Friday 12 February 2021

The Stomach And The Head

We Claim These Stars, CHAPTER XI.

Flandry reflects that an army "...needs information even more than food..." (p. 73) and therefore marches on its head, not its stomach. That latter statement has been attributed to Napoleon and Frederick the Great. See here.

Flandry says more than he knows. There is an argument that says that philosophy had been standing on its head and needed to be turned around to stand on its feet. Plato thought that "Ideas" existed not just in our minds but in a transcendent realm from where they are instantiated into particular things.
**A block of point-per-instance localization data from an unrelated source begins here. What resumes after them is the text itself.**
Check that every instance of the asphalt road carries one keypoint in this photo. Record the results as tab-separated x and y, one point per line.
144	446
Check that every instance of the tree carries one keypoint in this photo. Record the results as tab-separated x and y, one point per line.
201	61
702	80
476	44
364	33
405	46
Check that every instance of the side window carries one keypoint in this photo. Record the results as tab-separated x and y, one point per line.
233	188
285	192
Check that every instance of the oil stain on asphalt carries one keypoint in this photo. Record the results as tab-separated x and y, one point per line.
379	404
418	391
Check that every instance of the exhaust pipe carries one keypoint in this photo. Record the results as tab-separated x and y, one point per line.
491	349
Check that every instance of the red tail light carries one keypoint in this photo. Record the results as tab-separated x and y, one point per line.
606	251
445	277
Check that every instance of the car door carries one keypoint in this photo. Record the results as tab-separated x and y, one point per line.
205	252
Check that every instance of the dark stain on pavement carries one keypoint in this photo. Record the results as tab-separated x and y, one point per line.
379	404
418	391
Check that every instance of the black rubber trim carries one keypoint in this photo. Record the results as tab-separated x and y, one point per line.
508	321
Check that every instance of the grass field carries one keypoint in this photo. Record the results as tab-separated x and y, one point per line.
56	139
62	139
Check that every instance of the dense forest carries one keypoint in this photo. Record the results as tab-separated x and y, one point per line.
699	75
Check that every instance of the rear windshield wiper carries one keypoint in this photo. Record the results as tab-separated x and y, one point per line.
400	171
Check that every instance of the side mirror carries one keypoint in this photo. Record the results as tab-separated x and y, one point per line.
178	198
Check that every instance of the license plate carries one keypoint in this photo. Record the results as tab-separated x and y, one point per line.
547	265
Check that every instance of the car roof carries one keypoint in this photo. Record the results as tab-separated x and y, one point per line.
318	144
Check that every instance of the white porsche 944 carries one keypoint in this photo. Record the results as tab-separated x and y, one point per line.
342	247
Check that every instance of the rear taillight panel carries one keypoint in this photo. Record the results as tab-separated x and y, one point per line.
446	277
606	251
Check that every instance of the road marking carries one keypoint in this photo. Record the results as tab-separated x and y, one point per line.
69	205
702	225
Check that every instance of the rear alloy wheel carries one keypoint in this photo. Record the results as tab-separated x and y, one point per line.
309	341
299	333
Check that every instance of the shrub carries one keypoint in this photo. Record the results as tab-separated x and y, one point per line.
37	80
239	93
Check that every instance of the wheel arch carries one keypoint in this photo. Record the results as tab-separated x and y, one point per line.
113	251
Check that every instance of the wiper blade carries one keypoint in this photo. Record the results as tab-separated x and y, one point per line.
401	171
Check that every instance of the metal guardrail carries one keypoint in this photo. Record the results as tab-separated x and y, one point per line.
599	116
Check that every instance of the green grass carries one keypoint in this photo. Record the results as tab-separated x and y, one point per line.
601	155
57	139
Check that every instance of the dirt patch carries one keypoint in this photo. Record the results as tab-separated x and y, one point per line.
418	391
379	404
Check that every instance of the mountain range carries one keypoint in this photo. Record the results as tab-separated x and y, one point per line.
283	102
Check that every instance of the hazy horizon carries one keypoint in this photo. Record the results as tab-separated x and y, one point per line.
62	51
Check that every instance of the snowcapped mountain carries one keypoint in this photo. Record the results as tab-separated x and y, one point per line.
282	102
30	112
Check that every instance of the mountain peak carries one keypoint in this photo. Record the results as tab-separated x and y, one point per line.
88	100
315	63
Thus, the Idea of the Good preexisted and produced good things. More generally, idealist philosophers think that consciousness determines being, that people live as they do because of what they think, that the idea of kingship preexisted the first kingdom, whereas materialist philosophers argue that human beings had to eat before they could think, that material production generates sets of social relationships which then generate ideas to rationalize, justify and sanctify those relationships, that an economic surplus necessarily preceded the institution of kingship, that the slave trade preceded the idea of racial inferiority etc.

With food but without information, an army can act ineffectually whereas, without food, it cannot act.

3 comments:

Sean M. Brooks said...

Kaor, Paul!

But without adequate information and a sound strategy, any army can't act effectively, whether or not it has food. Before modern logistics, many battles were won or lost by armies which were not adequately supplied, by our standards. So I lean more to Flandry's view.

Ad astra! Sean

paulshackley2017@gmail.com said...

Paul,

Yes, without information, they can't act effectively. Without ANY food, they can't act. No doubt, many armies inadequately supplied by our standards have succeeded but they would have failed if their supplies had been cut off completely.

Paul.

Sean M. Brooks said...

Kaor, Paul!

I have to agree now. A starving army simply can't be effective at all, no matter how well informed its commanders might be. We see Aaron Snelund using logisics to starve Hugh McCormac's fleet in THE REBEL WORLDS.